万が一でも敵に回したときのことを考えると、その有能さは恐怖だ。

『お前はあの小僧を追え。計画のためには、何としてもプライムを復活させてはならん。』

追え…ということは、少なくとも殺すなと言うことか…
計画ということならば、謀反を企てた自分達にとって、次の言葉は逆の意味だ…

小僧をプライムの元へ誘導し、蘇らせろということか。

プライムが復活したところで、ザ・フォールンを討たせるということだろう。
折角倒した敵の大将が復活するのは癪だが、今のままでは成す術がないということか…

『…わかりました。

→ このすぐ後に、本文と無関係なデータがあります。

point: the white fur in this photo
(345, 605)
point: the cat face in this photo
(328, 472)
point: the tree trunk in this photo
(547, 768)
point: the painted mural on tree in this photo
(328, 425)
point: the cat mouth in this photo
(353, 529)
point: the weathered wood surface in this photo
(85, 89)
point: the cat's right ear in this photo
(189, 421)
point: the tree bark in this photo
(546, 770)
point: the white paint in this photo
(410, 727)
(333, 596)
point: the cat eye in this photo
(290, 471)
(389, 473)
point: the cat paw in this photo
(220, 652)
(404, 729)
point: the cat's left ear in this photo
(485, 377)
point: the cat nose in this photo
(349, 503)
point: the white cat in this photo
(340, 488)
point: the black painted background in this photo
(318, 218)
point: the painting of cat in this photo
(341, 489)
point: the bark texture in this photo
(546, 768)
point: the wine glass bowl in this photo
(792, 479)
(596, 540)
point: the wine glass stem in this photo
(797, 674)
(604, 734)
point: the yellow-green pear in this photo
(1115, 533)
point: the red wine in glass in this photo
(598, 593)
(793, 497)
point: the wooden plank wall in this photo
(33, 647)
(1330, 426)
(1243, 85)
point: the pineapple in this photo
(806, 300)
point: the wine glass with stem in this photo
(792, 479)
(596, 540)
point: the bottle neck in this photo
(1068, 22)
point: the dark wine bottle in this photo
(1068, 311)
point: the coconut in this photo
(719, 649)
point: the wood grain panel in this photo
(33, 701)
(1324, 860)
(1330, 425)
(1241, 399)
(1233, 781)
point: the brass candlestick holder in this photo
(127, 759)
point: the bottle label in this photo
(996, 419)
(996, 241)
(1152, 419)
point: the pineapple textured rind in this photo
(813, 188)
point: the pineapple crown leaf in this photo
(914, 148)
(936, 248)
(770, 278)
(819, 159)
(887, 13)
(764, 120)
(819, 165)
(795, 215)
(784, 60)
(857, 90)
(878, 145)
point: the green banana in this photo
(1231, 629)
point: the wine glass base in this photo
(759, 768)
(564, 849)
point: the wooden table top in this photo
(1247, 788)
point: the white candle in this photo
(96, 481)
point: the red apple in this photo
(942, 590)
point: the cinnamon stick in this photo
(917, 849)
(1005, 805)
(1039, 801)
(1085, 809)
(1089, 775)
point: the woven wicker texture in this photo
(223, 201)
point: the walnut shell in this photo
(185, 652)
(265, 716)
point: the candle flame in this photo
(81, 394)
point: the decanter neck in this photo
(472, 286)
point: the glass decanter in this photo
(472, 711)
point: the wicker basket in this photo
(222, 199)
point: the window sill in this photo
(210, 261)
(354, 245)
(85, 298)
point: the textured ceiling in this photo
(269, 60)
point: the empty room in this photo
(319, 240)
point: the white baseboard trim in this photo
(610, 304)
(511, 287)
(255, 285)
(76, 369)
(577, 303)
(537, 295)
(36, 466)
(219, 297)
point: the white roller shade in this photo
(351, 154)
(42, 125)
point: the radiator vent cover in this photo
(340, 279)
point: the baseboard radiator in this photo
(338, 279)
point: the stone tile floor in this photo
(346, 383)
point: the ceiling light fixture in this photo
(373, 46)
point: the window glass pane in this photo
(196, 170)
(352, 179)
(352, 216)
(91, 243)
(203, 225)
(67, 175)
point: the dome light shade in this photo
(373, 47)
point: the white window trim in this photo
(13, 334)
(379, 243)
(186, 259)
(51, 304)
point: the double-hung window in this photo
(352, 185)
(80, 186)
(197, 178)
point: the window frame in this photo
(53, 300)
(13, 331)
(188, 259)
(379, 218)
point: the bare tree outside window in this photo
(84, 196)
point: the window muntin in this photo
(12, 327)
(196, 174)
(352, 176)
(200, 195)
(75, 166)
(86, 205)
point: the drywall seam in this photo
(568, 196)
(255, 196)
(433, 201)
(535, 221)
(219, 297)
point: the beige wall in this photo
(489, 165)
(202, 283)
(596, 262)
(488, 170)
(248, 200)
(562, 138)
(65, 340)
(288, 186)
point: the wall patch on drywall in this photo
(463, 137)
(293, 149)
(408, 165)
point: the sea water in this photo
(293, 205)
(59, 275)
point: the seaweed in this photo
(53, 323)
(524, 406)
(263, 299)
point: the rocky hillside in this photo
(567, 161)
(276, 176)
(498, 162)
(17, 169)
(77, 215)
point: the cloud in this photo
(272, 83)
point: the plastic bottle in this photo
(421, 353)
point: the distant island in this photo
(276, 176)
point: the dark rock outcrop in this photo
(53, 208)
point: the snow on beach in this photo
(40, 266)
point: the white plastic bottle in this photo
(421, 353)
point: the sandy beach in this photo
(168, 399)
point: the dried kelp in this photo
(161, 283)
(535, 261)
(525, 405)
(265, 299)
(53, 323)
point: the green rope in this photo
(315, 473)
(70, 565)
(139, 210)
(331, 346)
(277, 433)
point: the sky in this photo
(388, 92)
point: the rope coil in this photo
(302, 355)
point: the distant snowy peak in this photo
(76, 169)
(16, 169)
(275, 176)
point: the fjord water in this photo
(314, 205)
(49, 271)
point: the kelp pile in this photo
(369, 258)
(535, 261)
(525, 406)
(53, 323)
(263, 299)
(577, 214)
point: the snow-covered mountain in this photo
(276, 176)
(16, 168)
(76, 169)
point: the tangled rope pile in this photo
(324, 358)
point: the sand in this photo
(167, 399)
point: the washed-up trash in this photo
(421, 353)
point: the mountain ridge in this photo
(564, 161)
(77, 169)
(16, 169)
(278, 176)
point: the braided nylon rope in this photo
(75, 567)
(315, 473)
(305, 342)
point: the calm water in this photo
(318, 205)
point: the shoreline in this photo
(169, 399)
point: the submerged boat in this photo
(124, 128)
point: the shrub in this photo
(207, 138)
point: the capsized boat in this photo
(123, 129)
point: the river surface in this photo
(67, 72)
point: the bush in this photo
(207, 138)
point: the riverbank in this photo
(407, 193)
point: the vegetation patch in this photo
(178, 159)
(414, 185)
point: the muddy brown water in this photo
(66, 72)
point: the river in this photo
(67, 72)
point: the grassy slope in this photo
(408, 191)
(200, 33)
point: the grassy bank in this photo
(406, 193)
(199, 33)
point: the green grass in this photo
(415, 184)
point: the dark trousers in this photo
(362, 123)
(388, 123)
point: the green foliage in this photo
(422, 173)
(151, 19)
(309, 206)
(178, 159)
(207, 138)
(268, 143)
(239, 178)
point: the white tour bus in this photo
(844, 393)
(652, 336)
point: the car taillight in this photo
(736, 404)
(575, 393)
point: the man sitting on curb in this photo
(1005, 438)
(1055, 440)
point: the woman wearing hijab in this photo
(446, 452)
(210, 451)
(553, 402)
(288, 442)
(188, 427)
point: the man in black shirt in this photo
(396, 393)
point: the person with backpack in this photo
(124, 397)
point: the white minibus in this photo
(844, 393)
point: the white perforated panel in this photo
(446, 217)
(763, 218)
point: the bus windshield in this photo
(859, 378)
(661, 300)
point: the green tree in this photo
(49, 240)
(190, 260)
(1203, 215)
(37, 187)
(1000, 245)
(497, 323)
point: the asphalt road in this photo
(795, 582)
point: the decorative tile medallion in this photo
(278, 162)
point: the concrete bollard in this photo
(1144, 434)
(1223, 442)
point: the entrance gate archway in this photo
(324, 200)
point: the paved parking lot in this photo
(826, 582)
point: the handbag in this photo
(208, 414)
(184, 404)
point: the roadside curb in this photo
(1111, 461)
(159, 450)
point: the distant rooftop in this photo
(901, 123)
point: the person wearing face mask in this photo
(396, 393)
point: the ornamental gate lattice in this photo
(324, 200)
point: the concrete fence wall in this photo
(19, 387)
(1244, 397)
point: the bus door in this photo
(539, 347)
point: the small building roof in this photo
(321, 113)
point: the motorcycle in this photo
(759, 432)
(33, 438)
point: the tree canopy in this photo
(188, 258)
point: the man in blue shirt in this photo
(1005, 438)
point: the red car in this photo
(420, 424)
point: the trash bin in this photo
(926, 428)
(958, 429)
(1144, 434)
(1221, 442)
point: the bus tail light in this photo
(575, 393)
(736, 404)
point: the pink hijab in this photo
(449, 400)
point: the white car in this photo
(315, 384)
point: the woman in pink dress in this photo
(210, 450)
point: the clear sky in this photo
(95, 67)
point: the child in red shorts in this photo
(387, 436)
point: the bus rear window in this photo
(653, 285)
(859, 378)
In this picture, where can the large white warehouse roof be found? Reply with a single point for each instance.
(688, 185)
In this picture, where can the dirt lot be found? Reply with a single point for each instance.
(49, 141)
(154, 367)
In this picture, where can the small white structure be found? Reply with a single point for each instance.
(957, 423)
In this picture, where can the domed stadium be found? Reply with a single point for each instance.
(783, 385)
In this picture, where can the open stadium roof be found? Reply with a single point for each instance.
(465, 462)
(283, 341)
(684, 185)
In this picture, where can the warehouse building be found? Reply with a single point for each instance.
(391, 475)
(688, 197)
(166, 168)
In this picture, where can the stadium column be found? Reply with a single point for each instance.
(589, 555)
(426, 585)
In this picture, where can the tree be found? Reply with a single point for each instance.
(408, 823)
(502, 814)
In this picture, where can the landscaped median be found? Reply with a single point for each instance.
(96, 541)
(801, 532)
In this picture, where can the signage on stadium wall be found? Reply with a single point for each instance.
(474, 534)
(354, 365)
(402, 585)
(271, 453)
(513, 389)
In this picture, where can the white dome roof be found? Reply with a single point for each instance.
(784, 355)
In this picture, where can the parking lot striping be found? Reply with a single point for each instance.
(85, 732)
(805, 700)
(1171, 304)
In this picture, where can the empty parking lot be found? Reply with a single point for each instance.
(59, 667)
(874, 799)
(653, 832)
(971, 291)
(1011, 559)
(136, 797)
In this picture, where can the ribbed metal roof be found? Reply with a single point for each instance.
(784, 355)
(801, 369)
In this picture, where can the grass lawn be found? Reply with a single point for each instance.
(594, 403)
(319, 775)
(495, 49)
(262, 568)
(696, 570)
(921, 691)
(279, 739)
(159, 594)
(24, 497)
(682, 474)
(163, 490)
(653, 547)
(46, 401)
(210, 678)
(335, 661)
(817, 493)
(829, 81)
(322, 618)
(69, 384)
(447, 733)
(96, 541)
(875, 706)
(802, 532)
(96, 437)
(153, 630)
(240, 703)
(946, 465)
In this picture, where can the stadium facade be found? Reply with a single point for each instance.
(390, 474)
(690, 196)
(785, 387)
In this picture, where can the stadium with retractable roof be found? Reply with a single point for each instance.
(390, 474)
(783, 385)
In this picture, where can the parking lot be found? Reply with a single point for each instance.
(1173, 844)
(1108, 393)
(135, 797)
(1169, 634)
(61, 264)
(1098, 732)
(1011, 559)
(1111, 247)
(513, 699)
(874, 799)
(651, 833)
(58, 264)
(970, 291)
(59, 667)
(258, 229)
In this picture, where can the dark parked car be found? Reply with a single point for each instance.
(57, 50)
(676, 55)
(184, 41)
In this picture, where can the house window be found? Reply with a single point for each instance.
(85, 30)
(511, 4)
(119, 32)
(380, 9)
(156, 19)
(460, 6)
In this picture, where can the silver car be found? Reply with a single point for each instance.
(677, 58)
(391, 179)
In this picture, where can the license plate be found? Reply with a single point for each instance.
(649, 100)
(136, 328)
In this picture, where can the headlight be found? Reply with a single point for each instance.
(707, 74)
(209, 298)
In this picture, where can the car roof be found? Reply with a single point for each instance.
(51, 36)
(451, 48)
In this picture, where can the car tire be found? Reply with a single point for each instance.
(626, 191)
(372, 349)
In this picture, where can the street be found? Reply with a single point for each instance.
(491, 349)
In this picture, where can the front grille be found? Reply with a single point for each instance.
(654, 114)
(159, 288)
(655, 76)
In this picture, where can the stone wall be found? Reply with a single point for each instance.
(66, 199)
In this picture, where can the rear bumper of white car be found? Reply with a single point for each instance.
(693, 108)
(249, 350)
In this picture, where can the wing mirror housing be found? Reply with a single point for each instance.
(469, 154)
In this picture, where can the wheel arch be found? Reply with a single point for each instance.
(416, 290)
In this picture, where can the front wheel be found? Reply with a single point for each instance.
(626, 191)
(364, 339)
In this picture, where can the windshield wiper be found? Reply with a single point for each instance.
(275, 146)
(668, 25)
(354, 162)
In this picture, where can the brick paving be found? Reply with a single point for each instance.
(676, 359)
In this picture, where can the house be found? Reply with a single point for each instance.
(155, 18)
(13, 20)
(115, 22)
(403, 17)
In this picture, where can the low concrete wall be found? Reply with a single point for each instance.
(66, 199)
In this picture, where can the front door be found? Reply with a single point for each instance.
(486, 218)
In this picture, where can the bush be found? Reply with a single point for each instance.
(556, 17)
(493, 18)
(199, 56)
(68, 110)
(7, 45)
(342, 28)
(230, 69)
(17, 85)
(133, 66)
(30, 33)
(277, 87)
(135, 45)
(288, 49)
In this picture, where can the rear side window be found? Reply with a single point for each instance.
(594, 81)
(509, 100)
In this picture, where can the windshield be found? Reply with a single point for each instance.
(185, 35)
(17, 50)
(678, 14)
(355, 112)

』

言葉で悟られぬよう会話を交わし、スタースクリームが飛び去ると、メガトロンは“やるべきこと”のために動き出した。

『ディセプティコン!攻撃を開始せよ!』

戦力となる兵士は殆ど此処には連れてきていない。
今軍隊を呼び寄せたところで、所詮は全員ザ・フォールンの元で生み出されたばかりのエネルゴン不足の弱小軍団だ。
その数で視覚効果兼、時間稼ぎにはなるだろう。

見回した広大な砂の海…その視界の隅に銀色のビークルを確認した。
あのビークルに乗っているのはユラだ。

『来たか…』

大人しいはずの彼女がよくこんな“賑やか”なところに来られたものだと驚き、同時に、その事実は彼を緊張させた。

ゾクリ…と、背筋に寒気を感じる。
不愉快な感覚だ…

『我が弟子よ…』

振り返った先にいる師の姿は、禍々しいまでの負のオーラを纏っているようだった。
これは警告なのだろうか?
自分がしようとしていることがなんであるかはともかく、不穏な動きは感じているのだろう。
やはり厄介な相手だ…

『随分と虫けら一匹に執着しているようだが…』
『いえ…そのようなことは…』
『無駄な感情は、いつかお前自身の身を滅ぼすことになる。』
『余計な感情など持ち合わせてはいないつもりです。』
『今のお前は、昔のお前の顔をしている…』

地を這うように低い声が空気を震わせる。

小娘一人を生かしておいたところで、メガトロンがその小娘に気をとられたところで、今のザ・フォールンには関係ないはずだ。
現状は、隠された装置を発掘して、マトリックスを小僧から奪い取ればいいだけの状況だ。
それだけの舞台を整えておいてもまだ疑うのか…。
わざわざ出向いてまで牽制しに来たということは、企てに感付かれたということも考えられる。

実によくない状況だ…

ユラは此処に来てしまったし、泳がせておいたところで人質でしかない。
いや…人質ではなく、殺してしまうつもりなのだろう。
その方が思い通りに事を進めやすいと、ザ・フォールンはわかっているに決まっている。

(我が師よ、貴方も随分と私に執着してくれるではないか…)

砂煙の止まない砂漠を見渡し、再びユラを探した。